Anda mungkin perlu skrining lebih sering jika Anda berisiko tinggi terkena kanker usus besar. Anda harus diskrining untuk ini hingga usia 75 tahun.

Pemeriksaan kulit

Untuk mendeteksi kanker kulit lebih awal, periksakan diri Anda sebulan sekali dimulai dari usia 18 dengan mencari tahi lalat baru atau sesuatu yang mencurigakan. Pemeriksaan oleh seorang profesional medis didasarkan pada faktor-faktor risiko pasien.

Faktor-faktor risiko ini dapat meliputi:

  • Paparan sinar matahari yang signifikan
  • Riwayat keluarga dengan kanker kulit
  • Kulit putih
  • Adanya beberapa tahi lalat yang tidak biasa
  • Riwayat luka bakar akibat sinar matahari, terutama di usia muda

 

Tes Kesehatan yang Dibutuhkan Wanita setelah usia 65 tahun

Waktu untuk tes skrining terus berubah seiring bertambahnya usia Anda. Misalnya, tekanan darah Anda sekarang harus diperiksa tekanan darahnya setiap tahun.

Kolesterol Anda harus diperiksa setiap tiga hingga lima tahun, atau lebih sering jika itu abnormal.

Tes kepadatan tulang

Wanita usia 65 dan lebih tua harus diskrining untuk osteoporosis.

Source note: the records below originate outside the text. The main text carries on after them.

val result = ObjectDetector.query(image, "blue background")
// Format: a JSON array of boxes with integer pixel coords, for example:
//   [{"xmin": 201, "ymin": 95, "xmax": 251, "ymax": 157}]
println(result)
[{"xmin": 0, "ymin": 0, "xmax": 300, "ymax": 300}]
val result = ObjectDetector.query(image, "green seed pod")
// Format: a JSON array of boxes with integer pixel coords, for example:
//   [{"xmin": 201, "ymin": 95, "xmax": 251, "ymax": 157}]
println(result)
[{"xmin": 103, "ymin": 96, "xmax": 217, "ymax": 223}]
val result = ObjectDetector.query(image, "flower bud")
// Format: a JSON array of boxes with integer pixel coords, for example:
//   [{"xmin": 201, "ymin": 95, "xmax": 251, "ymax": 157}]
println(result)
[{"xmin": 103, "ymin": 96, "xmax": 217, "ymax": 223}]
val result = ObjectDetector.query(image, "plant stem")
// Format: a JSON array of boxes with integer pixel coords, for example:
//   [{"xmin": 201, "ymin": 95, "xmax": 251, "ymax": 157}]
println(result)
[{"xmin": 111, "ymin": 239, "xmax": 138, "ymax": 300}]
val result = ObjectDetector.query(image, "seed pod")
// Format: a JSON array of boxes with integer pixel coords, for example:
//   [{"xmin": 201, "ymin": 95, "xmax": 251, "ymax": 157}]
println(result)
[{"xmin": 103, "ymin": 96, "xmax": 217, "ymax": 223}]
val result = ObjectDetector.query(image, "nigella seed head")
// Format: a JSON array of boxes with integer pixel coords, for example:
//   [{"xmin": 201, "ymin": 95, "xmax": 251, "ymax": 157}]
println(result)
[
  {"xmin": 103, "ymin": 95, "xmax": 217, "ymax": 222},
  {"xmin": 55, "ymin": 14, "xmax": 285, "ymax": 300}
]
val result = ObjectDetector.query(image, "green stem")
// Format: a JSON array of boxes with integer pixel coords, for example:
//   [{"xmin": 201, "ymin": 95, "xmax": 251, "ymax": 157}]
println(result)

Jika Anda pernah mengalami patah tulang, Anda harus melakukan tes kepadatan tulang setelah Anda mengalami menopause. Anda juga harus menjalani tes ini jika Anda berusia di bawah 65 dan memiliki risiko patah tulang yang tinggi.

Tes pendengaran

Audiogram adalah pemeriksaan pendengaran Anda di berbagai nada dan tingkat intensitas. Anda mungkin perlu melakukan pemeriksaan ini sekali setahun.